Human Desire provides examples of:

  • The Alcoholic: Buckley drinks more and more over the course of the film. He even gets fired a second time because of that.
  • Awful Wedded Life: Vicki and Buckley after Vicki met Owens. Buckley is violent with her and Vicki understandably does not want to have sex with him any more.
  • Betty and Veronica: Two girls try to charm Jeff Warren (Archie): Girl Next Door Ellen (Betty) and Femme Fatale Vicki (Veronica), a married woman involved in a murder case, who often lies to him.
  • Bittersweet Ending: Jeff has ended a toxic relationship with Vicki and he will start a positive relationship with Ellen, but Vicki is killed by Buckley.
  • Bookends: In the first scene and in the last scene, Jeff and Alec are driving a train together.
  • Chekhov's Gun: Buckley's knife. On the way out, he carelessly uses it to cut a piece of wood. On the way back, he murders Owens with it.

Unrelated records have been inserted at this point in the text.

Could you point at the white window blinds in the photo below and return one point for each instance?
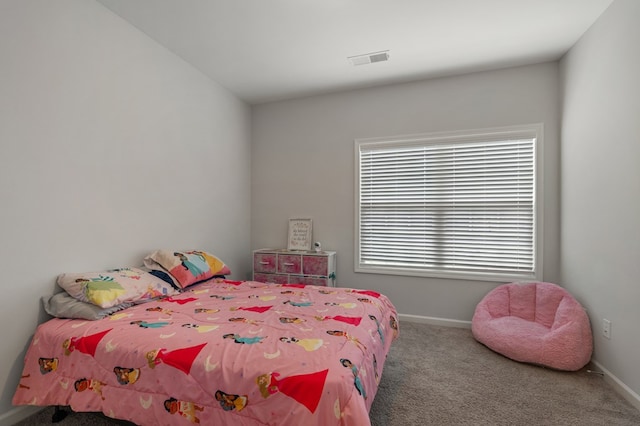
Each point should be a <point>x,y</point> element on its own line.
<point>447,207</point>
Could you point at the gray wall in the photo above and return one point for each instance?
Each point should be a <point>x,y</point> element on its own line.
<point>303,165</point>
<point>110,147</point>
<point>600,219</point>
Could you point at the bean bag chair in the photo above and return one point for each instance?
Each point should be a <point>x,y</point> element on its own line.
<point>538,323</point>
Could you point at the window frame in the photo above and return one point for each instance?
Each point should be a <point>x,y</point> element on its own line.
<point>527,131</point>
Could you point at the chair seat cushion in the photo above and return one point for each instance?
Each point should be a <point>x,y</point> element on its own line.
<point>538,323</point>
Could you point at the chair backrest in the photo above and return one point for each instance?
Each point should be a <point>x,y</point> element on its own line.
<point>538,302</point>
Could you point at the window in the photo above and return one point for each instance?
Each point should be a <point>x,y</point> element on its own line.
<point>454,205</point>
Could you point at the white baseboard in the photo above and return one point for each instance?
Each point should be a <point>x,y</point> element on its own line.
<point>434,321</point>
<point>619,386</point>
<point>17,414</point>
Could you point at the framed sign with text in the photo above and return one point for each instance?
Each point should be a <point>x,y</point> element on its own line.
<point>300,233</point>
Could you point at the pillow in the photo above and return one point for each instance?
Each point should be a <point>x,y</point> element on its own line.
<point>62,305</point>
<point>187,267</point>
<point>115,286</point>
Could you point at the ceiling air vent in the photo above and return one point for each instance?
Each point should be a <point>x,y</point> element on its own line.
<point>370,58</point>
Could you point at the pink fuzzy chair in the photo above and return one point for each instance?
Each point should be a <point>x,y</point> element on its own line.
<point>538,323</point>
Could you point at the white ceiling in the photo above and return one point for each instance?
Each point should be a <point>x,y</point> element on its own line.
<point>265,50</point>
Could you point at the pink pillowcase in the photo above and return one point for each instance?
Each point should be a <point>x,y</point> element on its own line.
<point>187,267</point>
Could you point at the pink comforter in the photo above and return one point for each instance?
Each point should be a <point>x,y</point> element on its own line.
<point>225,352</point>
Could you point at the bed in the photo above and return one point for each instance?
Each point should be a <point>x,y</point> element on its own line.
<point>218,352</point>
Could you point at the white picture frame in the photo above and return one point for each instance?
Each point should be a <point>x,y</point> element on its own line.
<point>300,233</point>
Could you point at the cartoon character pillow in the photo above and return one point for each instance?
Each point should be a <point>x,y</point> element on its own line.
<point>115,286</point>
<point>187,267</point>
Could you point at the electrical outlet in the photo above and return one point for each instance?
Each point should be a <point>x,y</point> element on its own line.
<point>606,328</point>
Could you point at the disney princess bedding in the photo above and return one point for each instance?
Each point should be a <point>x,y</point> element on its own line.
<point>220,352</point>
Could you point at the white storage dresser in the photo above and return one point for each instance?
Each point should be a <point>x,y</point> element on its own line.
<point>282,266</point>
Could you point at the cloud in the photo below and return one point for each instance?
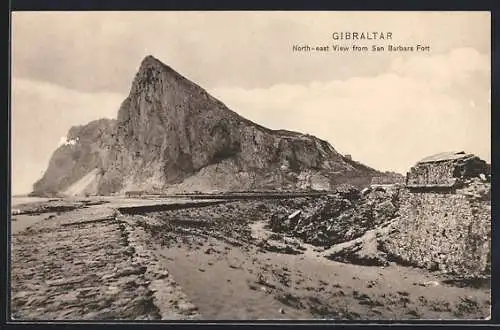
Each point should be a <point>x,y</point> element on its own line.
<point>420,106</point>
<point>41,114</point>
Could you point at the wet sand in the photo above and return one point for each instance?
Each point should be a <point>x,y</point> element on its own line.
<point>212,262</point>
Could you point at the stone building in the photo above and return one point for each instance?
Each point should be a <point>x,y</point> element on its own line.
<point>446,170</point>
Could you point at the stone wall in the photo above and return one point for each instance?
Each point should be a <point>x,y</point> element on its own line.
<point>432,173</point>
<point>450,232</point>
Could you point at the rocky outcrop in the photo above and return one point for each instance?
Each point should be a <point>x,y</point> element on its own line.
<point>86,152</point>
<point>171,134</point>
<point>339,217</point>
<point>450,232</point>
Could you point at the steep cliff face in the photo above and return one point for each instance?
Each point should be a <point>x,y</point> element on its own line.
<point>172,135</point>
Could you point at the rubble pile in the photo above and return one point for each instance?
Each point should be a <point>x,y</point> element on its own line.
<point>339,217</point>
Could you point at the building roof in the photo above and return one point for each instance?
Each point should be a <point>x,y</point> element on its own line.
<point>443,156</point>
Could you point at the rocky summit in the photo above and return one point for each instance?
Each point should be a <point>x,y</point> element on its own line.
<point>170,135</point>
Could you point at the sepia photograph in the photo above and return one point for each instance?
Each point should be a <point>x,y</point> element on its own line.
<point>250,165</point>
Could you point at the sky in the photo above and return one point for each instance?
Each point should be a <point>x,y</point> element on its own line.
<point>386,109</point>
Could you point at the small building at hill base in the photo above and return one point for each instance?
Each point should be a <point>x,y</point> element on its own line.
<point>446,170</point>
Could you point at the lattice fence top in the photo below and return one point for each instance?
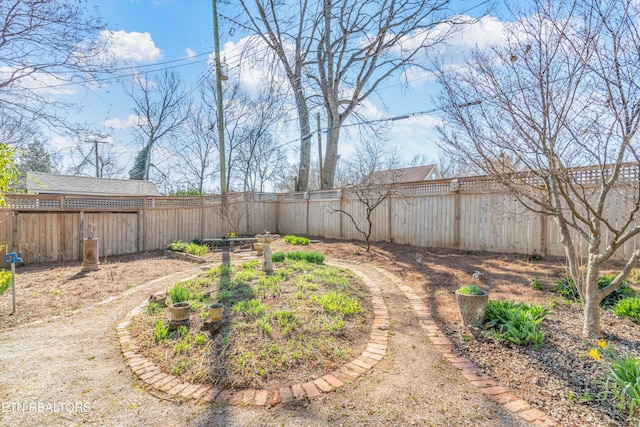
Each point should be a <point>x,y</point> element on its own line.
<point>629,173</point>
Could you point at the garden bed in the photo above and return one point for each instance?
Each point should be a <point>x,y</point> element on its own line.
<point>299,323</point>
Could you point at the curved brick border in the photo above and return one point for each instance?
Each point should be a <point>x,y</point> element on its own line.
<point>154,378</point>
<point>475,376</point>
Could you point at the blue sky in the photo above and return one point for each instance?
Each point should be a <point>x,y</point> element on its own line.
<point>148,33</point>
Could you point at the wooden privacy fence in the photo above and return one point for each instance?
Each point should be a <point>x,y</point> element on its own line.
<point>466,214</point>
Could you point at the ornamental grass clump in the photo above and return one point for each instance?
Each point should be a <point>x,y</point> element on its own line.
<point>5,281</point>
<point>567,288</point>
<point>516,323</point>
<point>629,308</point>
<point>622,379</point>
<point>470,290</point>
<point>295,240</point>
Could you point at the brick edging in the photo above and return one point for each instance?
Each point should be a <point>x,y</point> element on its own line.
<point>155,379</point>
<point>480,380</point>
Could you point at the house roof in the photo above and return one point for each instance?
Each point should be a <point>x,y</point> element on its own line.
<point>413,174</point>
<point>47,183</point>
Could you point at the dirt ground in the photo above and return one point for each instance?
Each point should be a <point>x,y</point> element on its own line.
<point>62,346</point>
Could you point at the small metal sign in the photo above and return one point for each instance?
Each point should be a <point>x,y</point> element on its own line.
<point>12,258</point>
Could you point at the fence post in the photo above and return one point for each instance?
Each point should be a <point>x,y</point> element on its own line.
<point>202,223</point>
<point>15,232</point>
<point>543,235</point>
<point>81,236</point>
<point>454,186</point>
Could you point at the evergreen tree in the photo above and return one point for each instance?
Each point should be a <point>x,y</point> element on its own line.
<point>35,158</point>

  • Crazy Jealous Guy: Buckley. He kills Owens because he suspects that his wife had sex with him. In the end, he even kills Vicki, because she is leaving him.
  • Descent into Addiction: Over the course of the film, Buckley becomes an alcoholic. He also gets more and more violent with his wife. In the end, he kills her.
  • Domestic Abuse: Buckley beats his wife Vicki. He also blackmails her to force her to stay with him: he threatens to disclose a compromising letter. In the end, he kills Vicki, because she is leaving him.
  • Femme Fatale: Vicki. At first, she lies to Jeff about her involvement in Owens's murder. Then, she tries to persuade him to murder Buckley.
  • The Film of the Book: It is based on Émile Zola's novel, La Bête humaine.
  • Frameup: Buckley threatens to frame Vicki up for the murder of Owens. Therefore, he keeps a compromising letter that she wrote.
  • Irony: Situational irony: Buckley wants Vicki to meet Owens to get his job back. Just after the meeting, he is hired again, but the ultimate consequences of this meeting (his growing jealousy, his bad relationship with Vicki, then his addiction to alcohol) will lead to his second dismissal.
  • Love Triangle:
    • Vicki is married with Buckley. Buckley asks her to meet her former lover, Owens. Owens and Vicki have sex when they meet.
    • Both Ellen and Vicki try to charm Jeff.
    • Vicki is married to Buckley, but she has a relationship with Jeff.
  • Lysistrata Gambit: After Buckley killed Owens, Vicki withholds sex from him because he refuses to destroy the compromising letter.
  • Mal Mariée: Vicki is much younger than her husband. She is unhappy. He is jealous. He blackmails her to force her to stay with him.
  • Murder the Hypotenuse:
    • Buckley kills Owens, because he had sex with his wife Vicki.
    • Jeff considers killing Buckley, the husband of his mistress. Subverted because he does not dare to do it.
  • Setting Update: Zola's novel was set in France in the 19th century. The film is set in the US in the 1950's.
  • Sexual Extortion: It is implied that Owens agreed to help Buckley to get his job back on the condition that Vicki, his former lover, had a sexual intercourse with him.
  • She Is All Grown Up: Jeff's reaction when he meets Ellen again after his return from The Korean War.
  • Ugly Guy, Hot Wife: Buckley (Broderick Crawford) and Vicki (Gloria Grahame). Everybody notices that Vicki is much younger than him.
  • Wrench Whack: In the end, Jeff considers killing Buckley with a monkey wrench.